Wally's wealthy father (Oscar Apfel) arrives in the town where the troupe is scheduled to perform a Victorian melodrama, William H. Smith's popular temperance play, The Drunkard. One of the players has resigned, and Wally wins the part, affording him a chance to act and also to perform a couple of songs in his strong tenor voice. His father is impressed by his son's talent, and his skepticism about Betty is eased when he learns that she has been trying to get Wally to return to college.
McGonigle has an eye on Cleopatra Pepperday (Jan Duggan), a wealthy and untalented widow, and her infant son (Baby LeRoy), and exploits her to stave off the local sheriff, who is Pepperday's boyfriend. To secure her support, McGonigle promises her a cameo role in The Drunkard, with one line: "Here comes the prince." The play has no reference to any prince of course, and act after act comes and goes with her rehearsing her line in fond hope, but her cue never comes. At the end of the play, distraught and crying, she goes off to get the sheriff. After the play concludes, McGonigle comes onstage and performs a juggling act.
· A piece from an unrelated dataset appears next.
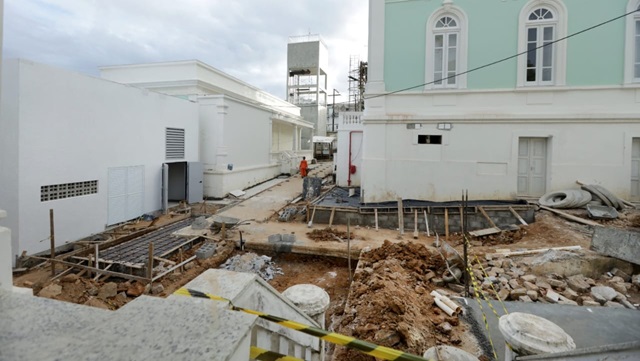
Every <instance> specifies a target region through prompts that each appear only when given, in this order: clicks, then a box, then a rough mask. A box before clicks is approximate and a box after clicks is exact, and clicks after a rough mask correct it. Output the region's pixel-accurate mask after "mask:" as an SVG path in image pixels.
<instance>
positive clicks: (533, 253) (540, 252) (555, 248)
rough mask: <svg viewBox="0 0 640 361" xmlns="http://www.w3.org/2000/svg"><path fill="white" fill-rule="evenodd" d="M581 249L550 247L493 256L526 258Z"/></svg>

McGonigle then learns that the troupe's sponsor is canceling the tour, due to poor advance reports. McGonigle tells Betty and Wally that he has decided to close the show and to seek his fortune in New York City. The bride and groom and his father ride the train back to the Livingston home, and Betty gets a telegram from her father stating that things are going well in the big city. In reality, McGonigle has become a snake-oil salesman.
Fields' "Great McGonigle" character—a riff on the Great Ziegfeld—is rather similar to the carnival operator types he would later play in 1936's Poppy and 1939's You Can't Cheat an Honest Man.
The play depicted in the film, is the American temperance play The Drunkard; or, The Fallen Saved, first performed in 1844.[1] A drama in five acts, it was perhaps the most popular play produced in the United States before the dramatization of Uncle Tom's Cabin in the 1850s.[2] In New York City, P.T. Barnum presented it at his American Museum in a run of over 100 performances.[3] It was among the first of the American temperance plays, and remained the most popular of them until it was eclipsed in 1858 by T. S. Arthur's Ten Nights in a Bar-Room.[2] As the film's centerpiece, the sequence runs about 20 minutes and is performed in the style of the late 1890s. Reaction shots show audience members at a pitch of emotional involvement: an excited elderly spectator is cautioned by his wife to think of his heart; a young sophisticate skeptically asks his pretty date, "Do you think this is a good play?" to which she answers rapturously, eyes glued to the stage, "Oh, yes!" For the 1930s, the film is unusual in that it does not mock but instead nostalgically celebrates the enthusiasm 1890s American small-town audiences had for traveling theatrical companies of all sorts.
McGonigle's juggling act seen in the film affords a rare opportunity to observe Fields's own juggling talent—his famous vaudeville specialty—as he juggles airborne balls and cigar boxes. In this bit, Fields looks relatively fit and slim, in contrast to the plumper look that became part of his trademark in later years.